Sixth, we consider PIR from wiretap channel II. In this problem, there is an external eavesdropper who wishes to learn the contents of the databases by observing portions of the traffic exchanged between the user and the databases during the PIR process. The databases must encrypt their responses such that the eavesdropper learns nothing from its observation. We design a retrieval code that satisfies the combined privacy and security constraints. We show the necessity of using asymmetric retrieval schemes which build on our work on PIR under asymmetric traffic constraints.
Next, we focus on the security problem in multi-user networks by physical layer techniques. Physical layer security enables secure transmission of information without a need for encryption keys. Hence, it mitigates the problems associated with exchanging encryption keys across open wireless networks. Existing work in physical layer security makes the following assumptions: All nodes are altruistic and follow a prescribed transmission policy to maximize the secure rate of the entire system; the channel inputs to Gaussian channels are constrained by a total transmitter-side power constraint; and in secure degrees of freedom studies for interference channels, users have a single antenna each. We address these issues by investigating the MIMO interference channel with confidential messages, security in networks with user misbehavior, and MIMO wiretap channel under receiver-side power constraints. We characterize the optimal secure transmission strategies in terms of the secrecy capacity and its high-SNR approximation, the secure degrees of freedom (s.d.o.f.).

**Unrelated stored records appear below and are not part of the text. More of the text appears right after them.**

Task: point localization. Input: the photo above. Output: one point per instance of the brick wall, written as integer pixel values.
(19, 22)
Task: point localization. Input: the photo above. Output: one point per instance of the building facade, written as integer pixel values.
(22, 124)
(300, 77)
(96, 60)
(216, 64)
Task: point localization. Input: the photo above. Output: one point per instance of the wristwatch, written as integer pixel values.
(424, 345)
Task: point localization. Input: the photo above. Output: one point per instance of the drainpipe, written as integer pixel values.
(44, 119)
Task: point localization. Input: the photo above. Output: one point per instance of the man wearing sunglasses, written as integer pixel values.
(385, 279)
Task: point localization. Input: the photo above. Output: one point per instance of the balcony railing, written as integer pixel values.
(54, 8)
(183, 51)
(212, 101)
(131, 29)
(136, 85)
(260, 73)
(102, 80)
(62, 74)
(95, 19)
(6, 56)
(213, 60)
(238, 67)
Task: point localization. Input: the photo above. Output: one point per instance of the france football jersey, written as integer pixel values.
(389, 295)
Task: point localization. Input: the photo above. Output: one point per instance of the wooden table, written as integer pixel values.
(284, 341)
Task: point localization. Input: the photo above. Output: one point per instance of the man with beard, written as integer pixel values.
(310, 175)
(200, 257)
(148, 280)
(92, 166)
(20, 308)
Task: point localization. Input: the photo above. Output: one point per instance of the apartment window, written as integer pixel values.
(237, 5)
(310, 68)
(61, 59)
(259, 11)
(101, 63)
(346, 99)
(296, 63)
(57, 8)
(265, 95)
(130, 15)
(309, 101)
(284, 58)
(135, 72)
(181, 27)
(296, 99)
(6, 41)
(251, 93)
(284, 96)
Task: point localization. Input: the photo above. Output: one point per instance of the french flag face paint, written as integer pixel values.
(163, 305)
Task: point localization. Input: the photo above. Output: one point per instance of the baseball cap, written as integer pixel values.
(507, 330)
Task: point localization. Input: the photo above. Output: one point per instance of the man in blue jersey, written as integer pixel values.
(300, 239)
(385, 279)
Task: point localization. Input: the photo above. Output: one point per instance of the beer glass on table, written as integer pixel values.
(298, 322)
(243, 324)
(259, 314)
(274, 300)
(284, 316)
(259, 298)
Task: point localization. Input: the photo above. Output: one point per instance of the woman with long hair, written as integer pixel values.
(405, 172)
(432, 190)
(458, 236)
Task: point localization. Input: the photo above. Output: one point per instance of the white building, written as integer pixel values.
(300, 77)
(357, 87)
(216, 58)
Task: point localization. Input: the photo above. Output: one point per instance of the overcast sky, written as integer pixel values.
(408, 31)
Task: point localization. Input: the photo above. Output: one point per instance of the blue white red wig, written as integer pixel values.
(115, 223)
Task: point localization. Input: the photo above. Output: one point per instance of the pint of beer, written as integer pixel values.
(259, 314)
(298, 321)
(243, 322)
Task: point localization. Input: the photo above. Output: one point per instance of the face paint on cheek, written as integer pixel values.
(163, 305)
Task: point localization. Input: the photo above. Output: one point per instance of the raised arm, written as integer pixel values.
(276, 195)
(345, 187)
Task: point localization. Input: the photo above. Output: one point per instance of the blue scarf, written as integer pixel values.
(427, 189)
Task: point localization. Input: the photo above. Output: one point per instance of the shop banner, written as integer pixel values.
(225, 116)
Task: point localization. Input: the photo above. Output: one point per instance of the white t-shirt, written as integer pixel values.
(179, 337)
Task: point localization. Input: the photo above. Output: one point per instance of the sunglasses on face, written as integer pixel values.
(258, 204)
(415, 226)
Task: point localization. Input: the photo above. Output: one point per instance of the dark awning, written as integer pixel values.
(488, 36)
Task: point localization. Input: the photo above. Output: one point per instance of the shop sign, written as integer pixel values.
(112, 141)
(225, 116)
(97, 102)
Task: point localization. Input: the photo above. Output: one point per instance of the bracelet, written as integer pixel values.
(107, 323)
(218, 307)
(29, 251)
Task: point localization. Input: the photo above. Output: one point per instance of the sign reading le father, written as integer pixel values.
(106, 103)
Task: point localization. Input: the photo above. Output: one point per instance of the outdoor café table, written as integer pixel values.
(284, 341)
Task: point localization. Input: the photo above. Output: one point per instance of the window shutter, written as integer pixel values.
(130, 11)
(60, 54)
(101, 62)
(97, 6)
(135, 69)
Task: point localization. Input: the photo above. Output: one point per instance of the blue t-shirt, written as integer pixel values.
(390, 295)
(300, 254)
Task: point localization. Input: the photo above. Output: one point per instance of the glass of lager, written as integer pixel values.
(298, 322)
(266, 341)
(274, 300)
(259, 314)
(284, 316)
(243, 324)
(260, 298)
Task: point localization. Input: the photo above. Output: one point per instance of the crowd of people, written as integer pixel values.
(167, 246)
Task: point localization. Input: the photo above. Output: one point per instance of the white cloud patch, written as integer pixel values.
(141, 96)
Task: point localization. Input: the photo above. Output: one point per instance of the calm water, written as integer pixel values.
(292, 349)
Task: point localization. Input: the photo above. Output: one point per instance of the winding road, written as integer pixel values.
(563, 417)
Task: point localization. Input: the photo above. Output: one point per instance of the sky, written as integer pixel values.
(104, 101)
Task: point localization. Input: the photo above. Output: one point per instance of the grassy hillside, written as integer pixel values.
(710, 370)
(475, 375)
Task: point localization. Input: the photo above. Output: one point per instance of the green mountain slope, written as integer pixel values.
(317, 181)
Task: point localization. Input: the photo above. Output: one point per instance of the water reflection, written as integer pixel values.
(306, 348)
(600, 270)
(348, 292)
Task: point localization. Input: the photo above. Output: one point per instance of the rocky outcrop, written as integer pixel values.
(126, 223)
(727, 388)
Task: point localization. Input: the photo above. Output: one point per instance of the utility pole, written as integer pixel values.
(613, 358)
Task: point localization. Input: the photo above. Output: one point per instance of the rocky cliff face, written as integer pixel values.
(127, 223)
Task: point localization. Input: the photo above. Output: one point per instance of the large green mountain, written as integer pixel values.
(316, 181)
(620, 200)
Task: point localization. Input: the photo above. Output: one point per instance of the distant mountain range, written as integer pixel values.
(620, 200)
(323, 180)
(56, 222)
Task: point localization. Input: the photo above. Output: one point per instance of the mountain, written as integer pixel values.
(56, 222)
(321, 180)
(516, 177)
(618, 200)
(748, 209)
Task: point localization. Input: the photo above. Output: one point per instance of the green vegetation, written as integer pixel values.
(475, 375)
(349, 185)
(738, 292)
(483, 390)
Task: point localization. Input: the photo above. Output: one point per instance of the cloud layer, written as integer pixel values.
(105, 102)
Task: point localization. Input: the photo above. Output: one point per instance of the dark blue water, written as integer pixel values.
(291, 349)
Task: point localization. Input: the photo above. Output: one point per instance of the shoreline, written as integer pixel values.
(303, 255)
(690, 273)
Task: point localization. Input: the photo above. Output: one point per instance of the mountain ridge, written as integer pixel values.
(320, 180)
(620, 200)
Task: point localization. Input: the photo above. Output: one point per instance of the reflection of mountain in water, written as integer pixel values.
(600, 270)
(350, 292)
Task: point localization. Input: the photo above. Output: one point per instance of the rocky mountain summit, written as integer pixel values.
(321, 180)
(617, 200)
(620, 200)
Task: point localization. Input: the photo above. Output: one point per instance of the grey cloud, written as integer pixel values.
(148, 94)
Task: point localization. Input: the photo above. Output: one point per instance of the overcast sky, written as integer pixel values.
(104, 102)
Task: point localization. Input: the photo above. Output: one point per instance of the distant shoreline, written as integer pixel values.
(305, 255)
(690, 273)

First, we determine the exact s.d.o.f. region of the two-user MIMO interference channel with confidential messages (ICCM). To that end, we propose a novel achievable scheme for the 2x2 ICCM system, which is a building block for any other antenna configuration. We show that the s.d.o.f. region starts as a square region, then it takes the shape of an irregular polytope until it returns back to a square region when the number of transmit antennas is at least twice the number of receiving antennas.
Second, we investigate the security problem in the presence of user misbehavior. We consider the following multi-user scenarios: Multiple access wiretap channel with deviating users who do not follow agreed-upon optimum protocols, where we quantify the effect of user deviations and propose counter-strategies for the honest users; the broadcast channel with confidential messages in the presence of combating helpers, where we show that the malicious intentions of the helpers are neutralized and the full s.d.o.f. is retained; and interference channel with confidential messages when the users are selfish and have conflicting interests, where we show that selfishness precludes secure communication and no s.d.o.f. is achieved.
Third, we consider the MIMO wiretap channel with a receiver-side minimum power constraint in addition to the usual transmitter-side power constraint. This problem is motivated by energy harvesting communications with wireless energy transfer, where an added goal is to deliver a minimum amount of energy to a receiver in addition to delivering secure data to another receiver. We prove that the problem is equivalent to solving a secrecy capacity problem with a double-sided correlation matrix constraint on the channel input. We extend the channel enhancement technique to our setting. We propose two optimum schemes that achieve the optimum rate: Gaussian signaling with a fixed mean and Gaussian signaling with Gaussian artificial noise. We extend our techniques to other related multi-user settings.